In the aggregate, the climate, health, and employment benefits resulting from the final Clean Power Plan will more than offset state compliance costs. Moreover, the draft rule proposed to provide states with significant flexibility in deciding how to implement the rule, which should enable states to develop strategies to reduce power sector emissions at the lowest cost to ratepayers. For example, many states have substantial potential to reduce electricity consumption (and thus emissions) through increased energy efficiency, which is commonly the lowest-cost “source” of power available. In addition, states can also implement the rule through increased deployment of renewable energy resources, which can provide jobs and other economic benefits while offsetting emissions.

A Transparent Attempt to Protect Coal Industry Interests

On Wednesday, April 22, the Energy and Power Subcommittee conducted a markup of the Ratepayer Protection Act, in which the subcommittee approved the proposed bill by a vote of 17 to 12. The vote was entirely along party lines, with 17 Republicans voting in favor and 12 Democrats voting against the proposed legislation.

The subcommittee also voted against a series of proposed amendments to the draft bill. One of these amendments would have allowed states to opt out of compliance only if projected ratepayer cost increases were expected to exceed the costs of responding to climate change. Another amendment would require a state to certify that a decision to opt out would not have a significant adverse effect on public health. The subcommittee also voted against an amendment proposing to add a section declaring that “the Federal Government should promote national security, economic growth, and public health by addressing human-induced climate change through the increased use of clean energy, energy efficiency, and reductions in carbon pollution.”

The subcommittee members’ failure to approve these proposed amendments revealed the true objectives of the so-called “Ratepayer Protection Act,” which have little to nothing to do with protecting ratepayers. Instead, the proposed bill aims to protect the economic interests of the coal industry by enabling states to choose not to comply with federal air quality regulations. This transparent attempt at industry protectionism at the expense of public health and welfare exposes a growing disconnect between conservative lawmakers and the public they ostensibly represent.

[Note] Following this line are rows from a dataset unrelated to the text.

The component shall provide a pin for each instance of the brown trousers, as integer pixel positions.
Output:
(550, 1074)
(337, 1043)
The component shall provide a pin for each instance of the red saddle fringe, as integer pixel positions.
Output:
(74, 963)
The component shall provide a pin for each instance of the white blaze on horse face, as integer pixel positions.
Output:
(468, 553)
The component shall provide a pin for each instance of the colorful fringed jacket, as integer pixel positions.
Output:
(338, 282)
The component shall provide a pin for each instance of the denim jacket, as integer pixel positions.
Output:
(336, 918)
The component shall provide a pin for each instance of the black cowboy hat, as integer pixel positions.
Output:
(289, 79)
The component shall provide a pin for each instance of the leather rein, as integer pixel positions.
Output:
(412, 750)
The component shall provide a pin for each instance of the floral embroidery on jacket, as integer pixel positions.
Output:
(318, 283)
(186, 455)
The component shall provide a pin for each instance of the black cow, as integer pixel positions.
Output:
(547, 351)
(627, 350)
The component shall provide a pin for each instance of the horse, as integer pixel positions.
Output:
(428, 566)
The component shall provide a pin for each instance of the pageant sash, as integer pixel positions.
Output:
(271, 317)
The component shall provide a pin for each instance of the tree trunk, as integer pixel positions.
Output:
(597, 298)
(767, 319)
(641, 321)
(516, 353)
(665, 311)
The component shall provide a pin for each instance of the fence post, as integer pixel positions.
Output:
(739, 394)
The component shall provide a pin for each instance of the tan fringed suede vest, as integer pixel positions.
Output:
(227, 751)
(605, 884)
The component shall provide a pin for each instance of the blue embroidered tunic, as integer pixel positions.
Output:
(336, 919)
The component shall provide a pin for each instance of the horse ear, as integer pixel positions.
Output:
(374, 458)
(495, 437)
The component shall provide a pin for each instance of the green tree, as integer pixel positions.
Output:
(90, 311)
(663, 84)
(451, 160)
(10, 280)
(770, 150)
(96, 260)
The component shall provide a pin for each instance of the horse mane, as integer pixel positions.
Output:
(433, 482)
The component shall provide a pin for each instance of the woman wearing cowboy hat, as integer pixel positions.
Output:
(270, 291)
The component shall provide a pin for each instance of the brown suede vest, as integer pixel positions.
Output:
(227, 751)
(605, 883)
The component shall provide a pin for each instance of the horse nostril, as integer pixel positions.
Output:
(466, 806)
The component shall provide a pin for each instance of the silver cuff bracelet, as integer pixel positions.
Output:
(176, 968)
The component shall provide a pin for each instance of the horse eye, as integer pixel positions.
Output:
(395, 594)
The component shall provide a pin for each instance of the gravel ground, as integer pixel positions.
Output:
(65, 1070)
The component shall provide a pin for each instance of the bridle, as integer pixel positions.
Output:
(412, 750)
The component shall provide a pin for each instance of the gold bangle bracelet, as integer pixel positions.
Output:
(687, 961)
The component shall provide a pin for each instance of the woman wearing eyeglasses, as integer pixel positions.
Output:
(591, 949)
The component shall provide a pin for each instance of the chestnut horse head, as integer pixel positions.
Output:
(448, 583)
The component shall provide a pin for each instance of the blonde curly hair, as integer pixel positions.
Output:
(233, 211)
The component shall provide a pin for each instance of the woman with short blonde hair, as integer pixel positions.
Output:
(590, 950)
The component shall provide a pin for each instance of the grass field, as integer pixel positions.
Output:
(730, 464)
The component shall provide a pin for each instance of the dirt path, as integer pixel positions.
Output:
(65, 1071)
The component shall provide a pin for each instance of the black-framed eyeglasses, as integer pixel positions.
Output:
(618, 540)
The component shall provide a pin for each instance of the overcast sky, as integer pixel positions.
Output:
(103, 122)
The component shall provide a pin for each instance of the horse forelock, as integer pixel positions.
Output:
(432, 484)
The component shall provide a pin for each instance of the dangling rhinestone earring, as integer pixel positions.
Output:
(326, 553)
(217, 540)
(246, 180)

If this proposed bill survives the legislative process and actually gets signed into law (which is highly unlikely, but not impossible), it will encourage coal-hungry states to opt out of complying with the Clean Power Plan to the detriment of the electricity system as a whole. The proposed regulation represents an opportunity for states to modernize their electricity sectors and build a more sustainable, resilient energy grid. States that refuse to implement the final rule will fail to invest in new resources and technologies that would provide lasting benefits for power consumers, and instead will continue to rely on outdated technologies and aging infrastructure. The electricity grid is a highly interconnected system, and one state’s refusal to modernize its power sector imposes additional risks on the system as whole. Moreover, a refusal to deploy non-emitting electricity resources will have long-term climate implications for current and future generations. The Clean Power Plan provides an opportunity for states to start transitioning to the electricity system of the future, and the Ratepayer Protection Act represents an attempt to remain stuck in the past.